Member of the Legislative Assembly of Alberta
- In office August 8, 1944 – August 4, 1952
- Preceded by: Percy McKelvey
- Succeeded by: Glen Johnston
- Constituency: Ponoka

Personal details
- Born: March 7, 1888 Moulton, Iowa
- Died: June 27, 1973 (aged 85)
- Party: Social Credit Party of Alberta
- Spouse: Erma Mayl Sutton ​(m. 1914)​
- Children: Eight
- Alma mater: Iowa State University
- Occupation: farmer; politician;

= Ora B. Moore =

Canadian politician

Ora B. Moore (March 7, 1888 - June 27, 1973) was a provincial politician from Alberta, Canada. He served as a member of the Legislative Assembly of Alberta from 1944 to 1952, sitting as a Social Credit member from the constituency of Ponoka.

==Early life==
Ora B. Moore was born March 7, 1888, in Moulton, Iowa, to John R. Moore and Laura Ada Short. Moore moved to Canada in 1913. Moore married Erma Mayl Sutton on December 8, 1909. Moore attended Iowa State University completing a B.S.A.

==Political career==
Moore was elected in the 1944 Alberta general election to the 10th Alberta Legislature for the constituency of Ponoka as a member of the Social Credit Party. Moore received 52.1 per cent of the vote, defeating Co-operative Commonwealth candidate Ira D. Taylor with 24 per cent, Independent Neil W. Nelson with 18.4 per cent, and Labour-Progressive candidate R. G. Calwell with 5.6 per cent.
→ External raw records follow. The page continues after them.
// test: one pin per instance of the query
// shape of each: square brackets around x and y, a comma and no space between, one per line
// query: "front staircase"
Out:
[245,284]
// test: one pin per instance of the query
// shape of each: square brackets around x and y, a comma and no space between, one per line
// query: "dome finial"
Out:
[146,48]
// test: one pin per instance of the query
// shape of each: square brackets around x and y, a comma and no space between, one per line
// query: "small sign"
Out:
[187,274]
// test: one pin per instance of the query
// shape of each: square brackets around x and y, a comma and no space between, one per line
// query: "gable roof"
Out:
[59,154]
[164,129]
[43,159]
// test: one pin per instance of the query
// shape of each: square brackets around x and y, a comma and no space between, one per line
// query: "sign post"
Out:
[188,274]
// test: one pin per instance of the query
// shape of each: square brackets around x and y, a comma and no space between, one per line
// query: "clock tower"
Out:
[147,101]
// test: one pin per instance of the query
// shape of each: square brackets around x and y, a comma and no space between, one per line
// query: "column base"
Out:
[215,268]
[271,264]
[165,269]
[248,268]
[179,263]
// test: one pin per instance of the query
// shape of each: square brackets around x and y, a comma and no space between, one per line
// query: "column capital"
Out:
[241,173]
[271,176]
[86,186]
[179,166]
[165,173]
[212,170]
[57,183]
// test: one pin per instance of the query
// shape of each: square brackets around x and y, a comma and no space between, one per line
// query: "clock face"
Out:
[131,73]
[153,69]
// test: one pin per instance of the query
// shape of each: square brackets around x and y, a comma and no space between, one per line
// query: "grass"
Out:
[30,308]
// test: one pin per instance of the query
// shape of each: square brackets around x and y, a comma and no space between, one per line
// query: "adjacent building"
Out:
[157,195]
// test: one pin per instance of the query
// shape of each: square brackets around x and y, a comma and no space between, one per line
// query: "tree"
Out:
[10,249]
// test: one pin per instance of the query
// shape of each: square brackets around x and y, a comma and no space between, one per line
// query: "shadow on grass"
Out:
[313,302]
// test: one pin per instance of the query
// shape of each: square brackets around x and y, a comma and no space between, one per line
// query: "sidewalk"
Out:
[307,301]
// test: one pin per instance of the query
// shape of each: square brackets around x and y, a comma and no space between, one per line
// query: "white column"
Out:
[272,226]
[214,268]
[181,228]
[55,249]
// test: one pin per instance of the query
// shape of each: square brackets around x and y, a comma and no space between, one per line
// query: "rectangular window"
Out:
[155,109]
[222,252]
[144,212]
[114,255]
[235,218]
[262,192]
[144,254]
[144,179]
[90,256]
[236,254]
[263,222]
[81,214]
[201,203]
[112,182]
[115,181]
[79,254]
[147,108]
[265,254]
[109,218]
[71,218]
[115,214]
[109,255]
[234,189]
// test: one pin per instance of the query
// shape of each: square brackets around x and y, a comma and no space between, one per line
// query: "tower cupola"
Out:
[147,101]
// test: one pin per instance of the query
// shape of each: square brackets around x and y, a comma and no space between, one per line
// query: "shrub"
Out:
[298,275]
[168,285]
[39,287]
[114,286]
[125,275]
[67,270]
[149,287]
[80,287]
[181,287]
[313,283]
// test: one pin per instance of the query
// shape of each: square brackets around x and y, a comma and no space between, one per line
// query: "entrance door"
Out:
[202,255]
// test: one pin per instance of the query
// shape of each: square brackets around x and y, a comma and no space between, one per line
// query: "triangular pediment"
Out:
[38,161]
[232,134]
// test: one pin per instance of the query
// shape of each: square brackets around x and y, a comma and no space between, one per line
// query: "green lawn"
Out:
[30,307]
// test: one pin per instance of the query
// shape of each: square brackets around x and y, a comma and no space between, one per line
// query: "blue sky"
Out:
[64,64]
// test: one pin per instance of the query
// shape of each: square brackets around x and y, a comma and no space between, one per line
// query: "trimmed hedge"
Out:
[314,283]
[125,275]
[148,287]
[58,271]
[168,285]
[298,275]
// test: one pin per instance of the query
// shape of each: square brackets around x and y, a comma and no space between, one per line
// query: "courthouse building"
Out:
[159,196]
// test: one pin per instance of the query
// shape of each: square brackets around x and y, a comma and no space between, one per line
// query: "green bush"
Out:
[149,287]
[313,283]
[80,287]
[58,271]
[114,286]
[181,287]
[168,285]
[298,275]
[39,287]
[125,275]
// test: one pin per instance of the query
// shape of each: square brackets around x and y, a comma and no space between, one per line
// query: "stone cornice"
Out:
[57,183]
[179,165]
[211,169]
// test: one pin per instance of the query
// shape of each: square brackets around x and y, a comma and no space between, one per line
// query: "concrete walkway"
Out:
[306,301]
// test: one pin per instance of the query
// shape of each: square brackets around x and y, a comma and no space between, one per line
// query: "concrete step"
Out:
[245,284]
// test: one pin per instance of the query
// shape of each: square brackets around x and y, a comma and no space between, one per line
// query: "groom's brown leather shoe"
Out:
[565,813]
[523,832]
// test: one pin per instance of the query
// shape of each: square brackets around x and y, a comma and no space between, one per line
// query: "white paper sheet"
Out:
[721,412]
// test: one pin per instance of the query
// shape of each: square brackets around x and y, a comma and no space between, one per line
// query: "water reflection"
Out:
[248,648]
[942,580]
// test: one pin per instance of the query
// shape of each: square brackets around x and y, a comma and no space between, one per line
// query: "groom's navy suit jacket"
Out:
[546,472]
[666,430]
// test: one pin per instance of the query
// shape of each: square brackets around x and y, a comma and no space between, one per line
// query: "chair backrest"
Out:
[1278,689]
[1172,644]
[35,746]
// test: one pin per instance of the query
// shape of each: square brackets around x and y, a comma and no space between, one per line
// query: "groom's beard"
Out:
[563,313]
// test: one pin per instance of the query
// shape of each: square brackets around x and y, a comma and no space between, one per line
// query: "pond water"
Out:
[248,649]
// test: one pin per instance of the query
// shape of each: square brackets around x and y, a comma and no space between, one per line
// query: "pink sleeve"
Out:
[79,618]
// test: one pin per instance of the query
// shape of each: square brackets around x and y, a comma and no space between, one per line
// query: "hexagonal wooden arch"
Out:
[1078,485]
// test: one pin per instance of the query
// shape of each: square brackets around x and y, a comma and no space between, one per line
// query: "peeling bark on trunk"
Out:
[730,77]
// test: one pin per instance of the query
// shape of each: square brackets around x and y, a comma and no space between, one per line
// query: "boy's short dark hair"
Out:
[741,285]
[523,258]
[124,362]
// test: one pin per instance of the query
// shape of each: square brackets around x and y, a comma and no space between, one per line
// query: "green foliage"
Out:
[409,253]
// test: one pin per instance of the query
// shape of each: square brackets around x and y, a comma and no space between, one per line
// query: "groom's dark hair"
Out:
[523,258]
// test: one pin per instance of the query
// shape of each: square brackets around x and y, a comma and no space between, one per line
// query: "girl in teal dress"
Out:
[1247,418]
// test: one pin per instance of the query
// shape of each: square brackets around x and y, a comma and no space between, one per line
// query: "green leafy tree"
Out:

Moore was re-elected in the 1948 Alberta general election, receiving 63.5 per cent of the vote, defeating Co-operative Commonwealth candidate A. D. Olsen with 24.2 per cent, and Liberal Robert McLaren with 12.3 per cent.

== Later life ==
Moore died on June 27, 1973.

==Fonds==
Ora B. Moore's fonds are held by the Provincial Archives of Alberta.